Last week we heard Dan Pink talk about motivation, part of a thread of discussions on how to lead knowledge workers in our Hi Tech industries. Knowledge workers are more productive when they are free to pursue their own interests, as Google's 20% time, 3M's 15% time and Zappo's unscripted customer service show.
Dan illustrated different levels of motivators from basic needs for things like food, through "carrots and sticks" like money to the higher level needs for autonomy, mastery and purpose by handing out first a sandwich, then £10 and last a long period of Q&A. Simple "sticks" like a fine for lateness doubled the lateness of Israeli parents picking up their children from daycare - because it made lateness a service with a price. Simple "carrots" like paying students larger incentives to perform tasks only improve performance for mechanical skills. Once thinking is involved, students perform poorer with monetary incentives - even when the experiment is moved to India and the same incentive is now worth a couple of month's salary.

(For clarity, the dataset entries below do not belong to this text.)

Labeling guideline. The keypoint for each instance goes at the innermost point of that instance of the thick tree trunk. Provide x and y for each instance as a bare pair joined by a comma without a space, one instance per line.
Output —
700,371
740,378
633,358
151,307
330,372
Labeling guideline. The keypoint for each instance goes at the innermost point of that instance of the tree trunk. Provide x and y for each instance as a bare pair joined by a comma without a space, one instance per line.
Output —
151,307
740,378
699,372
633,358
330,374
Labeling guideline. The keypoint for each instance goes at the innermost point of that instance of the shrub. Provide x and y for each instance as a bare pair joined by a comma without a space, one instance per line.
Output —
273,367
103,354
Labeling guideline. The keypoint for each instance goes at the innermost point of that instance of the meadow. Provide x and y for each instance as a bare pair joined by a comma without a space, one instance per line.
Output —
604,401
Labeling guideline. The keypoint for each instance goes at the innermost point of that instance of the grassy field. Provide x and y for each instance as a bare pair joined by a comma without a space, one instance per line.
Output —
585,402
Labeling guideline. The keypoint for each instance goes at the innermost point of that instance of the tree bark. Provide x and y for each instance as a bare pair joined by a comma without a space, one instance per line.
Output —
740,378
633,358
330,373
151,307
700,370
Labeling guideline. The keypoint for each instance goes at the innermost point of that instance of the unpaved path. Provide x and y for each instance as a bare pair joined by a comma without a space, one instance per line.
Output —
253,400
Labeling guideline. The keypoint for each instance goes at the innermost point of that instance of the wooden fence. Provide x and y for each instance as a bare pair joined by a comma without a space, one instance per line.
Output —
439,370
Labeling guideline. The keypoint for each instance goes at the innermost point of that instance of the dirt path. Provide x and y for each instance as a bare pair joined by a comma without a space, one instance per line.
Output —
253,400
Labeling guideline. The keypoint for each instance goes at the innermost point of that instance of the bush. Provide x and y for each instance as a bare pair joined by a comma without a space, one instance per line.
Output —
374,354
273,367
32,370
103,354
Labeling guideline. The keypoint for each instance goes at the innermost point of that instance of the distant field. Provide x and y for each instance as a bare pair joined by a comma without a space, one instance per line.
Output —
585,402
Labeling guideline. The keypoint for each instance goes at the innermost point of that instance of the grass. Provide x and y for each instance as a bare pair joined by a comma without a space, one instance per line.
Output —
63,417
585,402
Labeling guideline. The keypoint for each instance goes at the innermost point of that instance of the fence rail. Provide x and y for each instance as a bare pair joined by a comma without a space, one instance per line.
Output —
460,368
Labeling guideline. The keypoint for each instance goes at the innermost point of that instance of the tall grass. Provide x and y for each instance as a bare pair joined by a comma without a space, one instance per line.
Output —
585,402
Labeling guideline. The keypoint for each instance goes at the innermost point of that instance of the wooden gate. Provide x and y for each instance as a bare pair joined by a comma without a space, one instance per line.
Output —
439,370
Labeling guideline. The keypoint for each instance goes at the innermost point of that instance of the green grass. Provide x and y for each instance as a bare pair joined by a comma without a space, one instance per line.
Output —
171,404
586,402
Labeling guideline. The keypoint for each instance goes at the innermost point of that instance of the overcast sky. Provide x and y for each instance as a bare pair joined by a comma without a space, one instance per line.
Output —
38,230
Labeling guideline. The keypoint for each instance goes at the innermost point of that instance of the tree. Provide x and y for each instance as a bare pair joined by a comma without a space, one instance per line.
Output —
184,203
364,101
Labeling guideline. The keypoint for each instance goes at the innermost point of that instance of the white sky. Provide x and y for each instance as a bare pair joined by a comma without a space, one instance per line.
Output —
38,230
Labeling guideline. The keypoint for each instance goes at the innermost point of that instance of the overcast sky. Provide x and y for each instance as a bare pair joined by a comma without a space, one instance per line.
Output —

Local founders, technologists and academics from local organizations including Abcam, Anglia Ruskin, ARM, Bango, CSR, Illumina, Imerge, Marshall, Qualcomm, Philips, Polysolar, RAND, Red Gate, University of Cambridge had plenty of questions. How do we drive ourselves and our teams to do the necessary drudgery that makes up much of technical work or learning to play an instrument? Our audience was more talkative than earlier stops on the book tour like the RSA and Amazon according to the minder from Dan's UK publisher, perhaps a reflection of its diversity.
Our Hi Tech cluster depends on the pride of its workers to make those distinctive products that embody Cambridge ideas for the world. It is good to see so many people taking time to think about what drives them and their colleagues.